El cacao es el componente básico del chocolate y proviene del grano del árbol del cacao, que contiene fibra y fitonutrientes asociados con beneficios cardiovasculares.
Sin embargo, los especialistas advirtieron que estos efectos no se trasladan automáticamente al chocolate industrial, ya que durante su elaboración suelen añadirse azúcar y grasas, lo que incrementa el aporte calórico y de grasas saturadas.
Verduras de hoja verde y antioxidantes
Las verduras de hoja verde, como la espinaca, lechuga y kale aportan antioxidantes, como la vitamina C, que contribuyen a mejorar el flujo sanguíneo al reducir la inflamación. Además, son una fuente natural de nitratos, compuestos presentes de forma natural en el suelo, el agua y en muchos alimentos de origen vegetal.
Especialistas de Cleveland Clinic explicaron que los nitratos que se encuentran de manera natural en alimentos integrales, como las verduras, forman parte normal del metabolismo humano y no representan un riesgo para la salud.

Por el contrario, las advertencias sobre nitratos suelen estar vinculadas a aquellos que se añaden a determinados alimentos procesados, donde sí se los asoció con efectos adversos.
Algunos estudios señalaron que una dieta rica en verduras con alto contenido de nitratos podría contribuir a reducir la presión arterial, aunque los investigadores advierten que se necesitan más trabajos para confirmar estos efectos a largo plazo.
Frutos rojos y control de la presión arterial
Los frutos rojos se destacan por su contenido de antocianinas, antioxidantes asociados con una reducción de la presión arterial en personas con hipertensión.
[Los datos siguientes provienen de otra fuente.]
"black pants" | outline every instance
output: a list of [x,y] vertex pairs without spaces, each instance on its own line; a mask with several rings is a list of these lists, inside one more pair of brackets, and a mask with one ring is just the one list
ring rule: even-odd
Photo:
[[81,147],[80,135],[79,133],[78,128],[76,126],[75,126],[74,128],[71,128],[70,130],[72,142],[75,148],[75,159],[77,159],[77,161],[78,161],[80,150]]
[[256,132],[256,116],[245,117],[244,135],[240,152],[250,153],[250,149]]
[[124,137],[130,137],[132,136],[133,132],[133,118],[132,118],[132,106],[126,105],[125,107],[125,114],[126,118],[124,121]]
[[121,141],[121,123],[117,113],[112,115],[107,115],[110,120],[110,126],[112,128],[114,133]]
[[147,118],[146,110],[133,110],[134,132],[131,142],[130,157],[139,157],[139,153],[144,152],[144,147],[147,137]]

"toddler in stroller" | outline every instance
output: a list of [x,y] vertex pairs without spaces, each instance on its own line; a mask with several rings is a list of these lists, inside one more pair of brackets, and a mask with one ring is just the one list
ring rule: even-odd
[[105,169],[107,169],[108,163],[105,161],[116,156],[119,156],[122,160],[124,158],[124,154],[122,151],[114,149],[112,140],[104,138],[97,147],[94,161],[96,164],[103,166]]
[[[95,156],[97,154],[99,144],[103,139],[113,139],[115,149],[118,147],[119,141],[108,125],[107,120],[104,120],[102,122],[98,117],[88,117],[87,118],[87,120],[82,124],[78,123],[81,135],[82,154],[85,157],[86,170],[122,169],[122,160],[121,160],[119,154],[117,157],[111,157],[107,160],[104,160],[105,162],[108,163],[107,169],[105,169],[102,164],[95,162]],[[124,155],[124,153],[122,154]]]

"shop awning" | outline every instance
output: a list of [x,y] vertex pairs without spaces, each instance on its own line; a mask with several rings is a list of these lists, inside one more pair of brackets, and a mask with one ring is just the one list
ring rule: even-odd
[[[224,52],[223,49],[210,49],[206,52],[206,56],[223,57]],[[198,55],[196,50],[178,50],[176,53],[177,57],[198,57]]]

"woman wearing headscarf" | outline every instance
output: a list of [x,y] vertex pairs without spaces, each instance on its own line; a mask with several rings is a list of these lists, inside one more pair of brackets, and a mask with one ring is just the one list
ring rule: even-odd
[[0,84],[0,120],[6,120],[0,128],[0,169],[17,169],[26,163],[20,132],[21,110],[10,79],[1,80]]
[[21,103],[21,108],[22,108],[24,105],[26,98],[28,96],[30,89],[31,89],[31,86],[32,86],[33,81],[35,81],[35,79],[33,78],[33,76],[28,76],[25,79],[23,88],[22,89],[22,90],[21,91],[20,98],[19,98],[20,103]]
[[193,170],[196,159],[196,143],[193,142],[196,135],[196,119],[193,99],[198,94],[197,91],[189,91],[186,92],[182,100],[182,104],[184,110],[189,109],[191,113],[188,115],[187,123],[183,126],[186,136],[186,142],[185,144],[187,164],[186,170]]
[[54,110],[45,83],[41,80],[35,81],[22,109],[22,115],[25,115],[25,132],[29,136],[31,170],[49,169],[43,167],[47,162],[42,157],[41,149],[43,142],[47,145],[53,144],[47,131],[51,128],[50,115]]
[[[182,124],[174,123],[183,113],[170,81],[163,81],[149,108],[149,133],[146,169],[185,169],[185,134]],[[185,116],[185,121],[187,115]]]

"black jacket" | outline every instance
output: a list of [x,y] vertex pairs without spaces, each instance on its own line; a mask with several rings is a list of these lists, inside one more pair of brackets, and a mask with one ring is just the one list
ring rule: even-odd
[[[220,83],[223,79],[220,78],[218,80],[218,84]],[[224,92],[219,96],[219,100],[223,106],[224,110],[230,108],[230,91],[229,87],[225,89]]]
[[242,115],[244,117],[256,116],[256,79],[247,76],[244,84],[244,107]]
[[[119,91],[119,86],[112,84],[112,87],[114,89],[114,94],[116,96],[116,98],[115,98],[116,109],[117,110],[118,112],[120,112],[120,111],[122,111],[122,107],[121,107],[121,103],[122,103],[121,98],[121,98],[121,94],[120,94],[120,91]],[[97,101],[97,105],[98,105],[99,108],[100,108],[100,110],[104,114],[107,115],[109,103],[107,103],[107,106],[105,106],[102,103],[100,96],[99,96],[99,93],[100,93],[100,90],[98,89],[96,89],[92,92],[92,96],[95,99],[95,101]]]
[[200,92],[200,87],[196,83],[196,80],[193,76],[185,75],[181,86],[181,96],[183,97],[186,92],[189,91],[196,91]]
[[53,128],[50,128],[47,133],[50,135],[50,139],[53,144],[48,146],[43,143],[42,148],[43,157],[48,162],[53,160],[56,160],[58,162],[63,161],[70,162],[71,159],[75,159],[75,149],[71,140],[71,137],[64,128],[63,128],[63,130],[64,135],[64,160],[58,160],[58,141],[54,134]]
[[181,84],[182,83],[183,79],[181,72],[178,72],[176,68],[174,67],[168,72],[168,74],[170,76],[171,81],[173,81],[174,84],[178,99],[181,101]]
“De todos los flavonoides, las antocianinas parecen ser las más protectoras en cuanto a la reducción del riesgo de hipertensión”, afirmó Aedin Cassidy, de la Universidad de East Anglia, a NBC News.
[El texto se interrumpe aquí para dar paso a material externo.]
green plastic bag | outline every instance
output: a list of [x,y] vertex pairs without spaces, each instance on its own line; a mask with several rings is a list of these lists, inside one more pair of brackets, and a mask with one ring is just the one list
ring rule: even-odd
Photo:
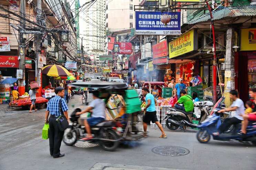
[[49,124],[47,123],[44,124],[44,127],[42,131],[42,138],[44,140],[46,140],[49,138],[48,136],[48,130],[49,130]]

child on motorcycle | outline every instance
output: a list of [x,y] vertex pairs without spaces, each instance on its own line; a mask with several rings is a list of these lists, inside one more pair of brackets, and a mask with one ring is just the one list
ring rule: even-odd
[[106,119],[105,103],[99,98],[99,92],[97,91],[93,91],[93,97],[94,100],[88,107],[81,112],[77,112],[76,113],[76,115],[80,115],[85,113],[92,112],[93,110],[91,118],[83,118],[84,124],[87,133],[87,135],[85,137],[82,138],[83,140],[93,138],[93,137],[92,135],[90,126],[99,123]]

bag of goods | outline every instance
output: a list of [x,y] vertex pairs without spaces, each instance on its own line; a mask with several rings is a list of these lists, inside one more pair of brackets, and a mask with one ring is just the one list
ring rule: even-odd
[[32,82],[29,84],[30,85],[30,88],[31,89],[36,89],[39,88],[39,86],[36,82]]

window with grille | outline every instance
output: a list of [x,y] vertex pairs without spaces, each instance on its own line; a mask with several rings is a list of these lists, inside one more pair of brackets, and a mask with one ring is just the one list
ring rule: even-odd
[[[3,5],[4,8],[8,9],[9,7],[7,5]],[[9,15],[9,13],[0,9],[0,14],[2,15],[2,16],[0,17],[0,33],[10,33],[10,19],[4,17]]]

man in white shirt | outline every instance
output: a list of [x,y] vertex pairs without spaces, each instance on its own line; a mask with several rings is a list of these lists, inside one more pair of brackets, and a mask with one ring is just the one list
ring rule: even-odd
[[230,107],[227,109],[221,110],[218,112],[225,111],[230,112],[236,111],[235,116],[233,118],[226,118],[219,127],[218,132],[213,133],[213,135],[217,136],[220,133],[223,133],[227,130],[227,128],[232,124],[240,123],[244,119],[242,116],[239,115],[244,114],[244,102],[243,100],[237,98],[238,92],[235,90],[232,90],[230,92],[230,97],[234,101]]

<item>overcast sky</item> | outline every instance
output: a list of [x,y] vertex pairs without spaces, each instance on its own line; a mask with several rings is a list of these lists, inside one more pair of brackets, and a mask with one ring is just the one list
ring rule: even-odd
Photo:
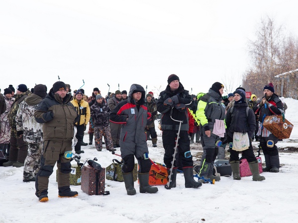
[[[262,17],[298,36],[295,0],[2,0],[0,88],[58,80],[90,95],[148,92],[177,74],[185,89],[206,92],[248,68],[249,39]],[[249,89],[248,89],[249,90]],[[3,92],[3,91],[2,91]],[[229,93],[229,92],[228,92]],[[157,96],[155,96],[157,97]]]

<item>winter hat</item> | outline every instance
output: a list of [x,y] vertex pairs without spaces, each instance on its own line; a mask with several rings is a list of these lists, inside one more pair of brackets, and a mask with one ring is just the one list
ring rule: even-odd
[[256,97],[256,99],[257,98],[257,96],[256,95],[254,95],[253,94],[252,95],[251,95],[251,96],[250,96],[250,99],[251,100],[251,101],[252,101],[252,99],[255,97]]
[[75,92],[75,95],[81,95],[82,96],[83,94],[81,91],[78,90],[78,91],[76,91],[76,92]]
[[180,79],[179,79],[178,76],[177,76],[176,74],[171,74],[170,76],[169,76],[169,77],[168,77],[168,84],[170,84],[170,83],[176,80],[178,80],[180,81]]
[[47,91],[48,88],[44,84],[38,84],[34,86],[34,93],[35,95],[38,95],[41,98],[45,98],[47,95]]
[[9,88],[11,90],[11,91],[15,92],[15,90],[14,90],[14,88],[12,87],[12,85],[9,84],[8,88]]
[[118,94],[120,94],[121,95],[122,94],[122,93],[121,93],[121,92],[120,91],[119,91],[119,90],[117,90],[117,91],[116,91],[115,92],[115,95],[118,95]]
[[83,95],[85,94],[85,90],[84,89],[83,89],[82,88],[81,88],[80,89],[78,89],[78,91],[81,91],[82,93],[83,93]]
[[221,96],[222,94],[220,92],[220,89],[223,88],[224,85],[220,82],[215,82],[211,86],[211,89],[213,90],[216,92],[219,93],[219,94]]
[[101,98],[102,98],[102,96],[101,95],[100,95],[99,94],[98,94],[98,95],[96,95],[96,97],[95,97],[95,99],[96,100],[100,99]]
[[238,89],[235,91],[234,94],[238,94],[240,95],[240,100],[238,102],[235,101],[236,104],[243,103],[245,102],[245,92],[242,89]]
[[25,84],[19,84],[16,87],[16,89],[20,91],[21,92],[26,92],[28,91],[28,88]]
[[274,87],[273,87],[273,84],[272,83],[270,83],[269,84],[265,85],[265,86],[264,87],[263,90],[264,91],[265,89],[268,89],[269,91],[274,93]]
[[53,91],[56,93],[60,90],[65,90],[66,91],[66,86],[64,82],[62,81],[57,81],[53,85]]
[[7,94],[12,94],[12,91],[10,88],[5,88],[4,89],[4,95],[7,95]]

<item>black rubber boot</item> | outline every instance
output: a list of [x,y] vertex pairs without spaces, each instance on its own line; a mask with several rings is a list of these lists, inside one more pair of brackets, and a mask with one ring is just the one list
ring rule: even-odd
[[[168,178],[169,178],[170,173],[171,171],[169,168],[167,168],[168,172]],[[176,176],[177,176],[177,168],[173,168],[172,171],[172,176],[171,177],[171,181],[170,182],[169,187],[171,188],[172,187],[176,187]]]
[[239,161],[231,161],[230,162],[231,169],[233,173],[233,179],[239,180],[241,179],[240,176],[240,169],[239,168]]
[[92,143],[93,142],[93,134],[89,134],[89,145],[92,145]]
[[139,181],[140,181],[140,193],[149,193],[153,194],[158,191],[158,188],[149,185],[149,172],[138,172]]
[[125,188],[128,195],[134,195],[137,193],[134,186],[134,174],[133,172],[122,172]]
[[196,188],[202,186],[201,182],[197,182],[194,179],[194,171],[192,167],[183,168],[183,173],[185,180],[185,188]]

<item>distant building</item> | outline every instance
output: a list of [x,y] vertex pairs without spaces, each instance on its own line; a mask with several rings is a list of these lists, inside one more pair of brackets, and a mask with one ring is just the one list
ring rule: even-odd
[[298,69],[278,74],[274,77],[275,93],[280,97],[298,99]]

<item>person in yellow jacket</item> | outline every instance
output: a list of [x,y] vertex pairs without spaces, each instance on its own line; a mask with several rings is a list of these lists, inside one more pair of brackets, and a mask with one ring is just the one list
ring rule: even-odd
[[75,137],[77,139],[74,151],[77,154],[79,154],[84,153],[84,151],[81,150],[81,143],[83,141],[85,127],[90,120],[90,107],[89,104],[83,99],[83,93],[79,90],[75,93],[74,100],[71,103],[74,106],[80,117],[79,121],[74,123],[76,127]]

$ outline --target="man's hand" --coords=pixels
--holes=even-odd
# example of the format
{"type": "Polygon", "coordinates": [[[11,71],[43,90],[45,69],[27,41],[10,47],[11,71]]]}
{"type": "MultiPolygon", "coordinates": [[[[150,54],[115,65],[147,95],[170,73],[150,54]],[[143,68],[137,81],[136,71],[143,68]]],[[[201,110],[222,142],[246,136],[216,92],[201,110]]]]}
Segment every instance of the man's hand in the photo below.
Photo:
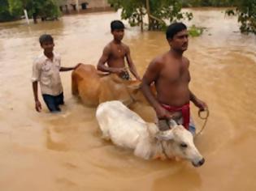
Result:
{"type": "Polygon", "coordinates": [[[193,104],[199,108],[200,111],[205,111],[208,109],[207,104],[205,102],[200,100],[199,99],[197,99],[193,102],[193,104]]]}
{"type": "Polygon", "coordinates": [[[155,109],[157,117],[158,119],[171,119],[171,114],[167,111],[165,108],[162,108],[161,106],[158,107],[155,109]]]}
{"type": "Polygon", "coordinates": [[[36,101],[36,110],[37,112],[41,112],[41,105],[39,100],[36,101]]]}
{"type": "Polygon", "coordinates": [[[118,75],[120,75],[122,73],[126,72],[126,69],[124,68],[112,68],[111,71],[118,75]]]}
{"type": "Polygon", "coordinates": [[[135,78],[136,78],[137,80],[141,81],[141,79],[140,76],[137,75],[137,76],[136,76],[135,78]]]}
{"type": "Polygon", "coordinates": [[[77,65],[76,65],[76,66],[74,67],[74,69],[73,70],[76,70],[76,68],[78,68],[79,67],[79,66],[80,66],[82,63],[78,63],[77,65]]]}

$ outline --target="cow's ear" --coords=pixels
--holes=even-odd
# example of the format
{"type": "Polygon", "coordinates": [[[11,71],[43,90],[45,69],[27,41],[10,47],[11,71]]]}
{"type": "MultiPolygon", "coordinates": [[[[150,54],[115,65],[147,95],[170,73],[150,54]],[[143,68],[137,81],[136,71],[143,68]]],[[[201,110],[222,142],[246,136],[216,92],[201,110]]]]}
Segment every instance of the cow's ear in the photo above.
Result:
{"type": "Polygon", "coordinates": [[[155,136],[158,139],[163,141],[171,140],[173,138],[173,134],[171,130],[159,130],[155,136]]]}

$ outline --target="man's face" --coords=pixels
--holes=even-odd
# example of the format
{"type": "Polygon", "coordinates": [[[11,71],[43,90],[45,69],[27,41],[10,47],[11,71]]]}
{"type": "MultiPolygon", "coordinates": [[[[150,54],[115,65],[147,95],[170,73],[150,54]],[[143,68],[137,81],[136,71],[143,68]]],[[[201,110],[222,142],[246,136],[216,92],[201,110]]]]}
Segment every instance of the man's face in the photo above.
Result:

Té, ciruelas y frutos secos
El té verde y el té negro contienen flavonoles que ayudan a mantener saludables los vasos sanguíneos, con el té verde presentando concentraciones ligeramente superiores. El Dr. Howard Sesso, profesor de la Facultad de Medicina de Harvard explicó que ambos tés aportan catequinas y epicatequinas, compuestos asociados con beneficios cardiovasculares.

La nutricionista, Julia Zumpano, afirmó a Cleveland Clinc que las ciruelas sobresalen por su contenido de quercetina, un compuesto vegetal con propiedades antiinflamatorias que favorece el flujo sanguíneo hacia el corazón y el cerebro.
En el caso de los frutos secos, diversas investigaciones señalaron que su consumo regular puede favorecer la circulación sanguínea y reducir la inflamación.
Estudios recientes también relacionaron el consumo diario de maní tostado sin sal y con piel con una mejora del flujo sanguíneo cerebral y una disminución de la presión arterial, lo que sugiere un efecto positivo sobre la función vascular, especialmente en adultos mayores.